Some limitations must be emphasized in our study.

We excluded patients with haemodynamic instability, shock or lack of sinus rhythm and investigated patients undergoing elective coronary surgery with normal left ventricular function and without continuous high-dose (>0.1 μg/kg/min) catecholamine therapy. Therefore, our results cannot be extrapolated to patients with impaired left ventricular function, low cardiac output, cardiac arrhythmias or patients receiving continuous high-dose inotropic or vasoactive support.

Due to interferences of thermodilution curves caused by temperature fluctuations, transpulmonary thermodilution as the reference technique has some limitations especially after CPB. The probable reason for these transient thermal changes might be an influx of cold blood from hypoperfused compartments during CPB [30, 31]. In addition, accuracy of pulse contour analysis may also be affected by CPB. Recent investigations demonstrated abnormal aortic-to-radial arterial pressure gradients following CPB [32]. Future studies should investigate the reliability of this semi-invasive monitoring system in critically ill patients with both a femoral and a radial artery signal as input for pulse contour analysis.

Conclusions

In conclusion, we observed poor accuracy for the new pulse contour monitoring system before and after CPB compared with transpulmonary thermodilution in patients undergoing coronary artery surgery.

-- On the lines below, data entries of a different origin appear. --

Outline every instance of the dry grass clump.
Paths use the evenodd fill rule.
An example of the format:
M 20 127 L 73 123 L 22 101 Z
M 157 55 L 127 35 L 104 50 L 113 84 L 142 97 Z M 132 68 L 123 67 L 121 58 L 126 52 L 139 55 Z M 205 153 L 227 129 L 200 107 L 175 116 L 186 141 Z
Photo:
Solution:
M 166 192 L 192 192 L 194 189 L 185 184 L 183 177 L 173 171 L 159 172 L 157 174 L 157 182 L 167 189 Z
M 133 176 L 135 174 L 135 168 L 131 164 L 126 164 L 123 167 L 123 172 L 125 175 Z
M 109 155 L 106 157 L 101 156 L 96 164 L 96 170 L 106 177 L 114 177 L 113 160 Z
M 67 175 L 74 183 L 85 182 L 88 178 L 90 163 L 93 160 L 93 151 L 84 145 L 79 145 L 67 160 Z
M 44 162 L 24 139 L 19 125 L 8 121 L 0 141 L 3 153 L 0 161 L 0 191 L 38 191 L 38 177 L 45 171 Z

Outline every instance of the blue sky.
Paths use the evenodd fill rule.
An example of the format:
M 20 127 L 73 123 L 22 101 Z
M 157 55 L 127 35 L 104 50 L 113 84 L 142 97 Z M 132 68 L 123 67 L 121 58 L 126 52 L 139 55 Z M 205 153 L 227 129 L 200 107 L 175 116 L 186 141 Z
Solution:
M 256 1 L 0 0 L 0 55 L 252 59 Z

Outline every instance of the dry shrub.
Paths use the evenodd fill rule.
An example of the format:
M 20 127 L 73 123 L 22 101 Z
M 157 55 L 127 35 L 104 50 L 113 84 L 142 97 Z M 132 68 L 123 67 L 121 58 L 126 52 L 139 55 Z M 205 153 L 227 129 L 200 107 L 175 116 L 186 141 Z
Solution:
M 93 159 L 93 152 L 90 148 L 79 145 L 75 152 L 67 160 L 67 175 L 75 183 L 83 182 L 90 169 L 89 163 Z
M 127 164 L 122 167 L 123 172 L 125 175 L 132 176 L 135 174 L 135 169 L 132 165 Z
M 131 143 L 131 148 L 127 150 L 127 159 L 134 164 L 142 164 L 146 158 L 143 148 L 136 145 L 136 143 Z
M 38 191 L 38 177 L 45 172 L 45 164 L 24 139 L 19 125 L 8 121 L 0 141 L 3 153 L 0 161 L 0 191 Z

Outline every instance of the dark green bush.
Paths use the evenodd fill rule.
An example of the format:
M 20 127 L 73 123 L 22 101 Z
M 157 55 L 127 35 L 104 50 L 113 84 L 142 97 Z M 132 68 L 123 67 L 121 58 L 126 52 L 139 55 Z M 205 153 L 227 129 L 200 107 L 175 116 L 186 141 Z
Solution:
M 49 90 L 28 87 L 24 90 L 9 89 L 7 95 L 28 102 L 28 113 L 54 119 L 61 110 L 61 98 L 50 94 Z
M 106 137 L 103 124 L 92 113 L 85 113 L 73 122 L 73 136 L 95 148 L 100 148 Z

Furthermore, the semi-invasive device failed to meet criteria of interchangeability during a PLR-manoeuvre. There was a no significant influence of SVRI and MAP on CI by semi-invasive pulse contour analysis. However, we obtained an acceptable reliability for tracking changes of CI by the new semi-invasive monitoring system after CPB. Since we investigated only a homogeneous elective patient population, the present results cannot be readily transferred to other groups of patients.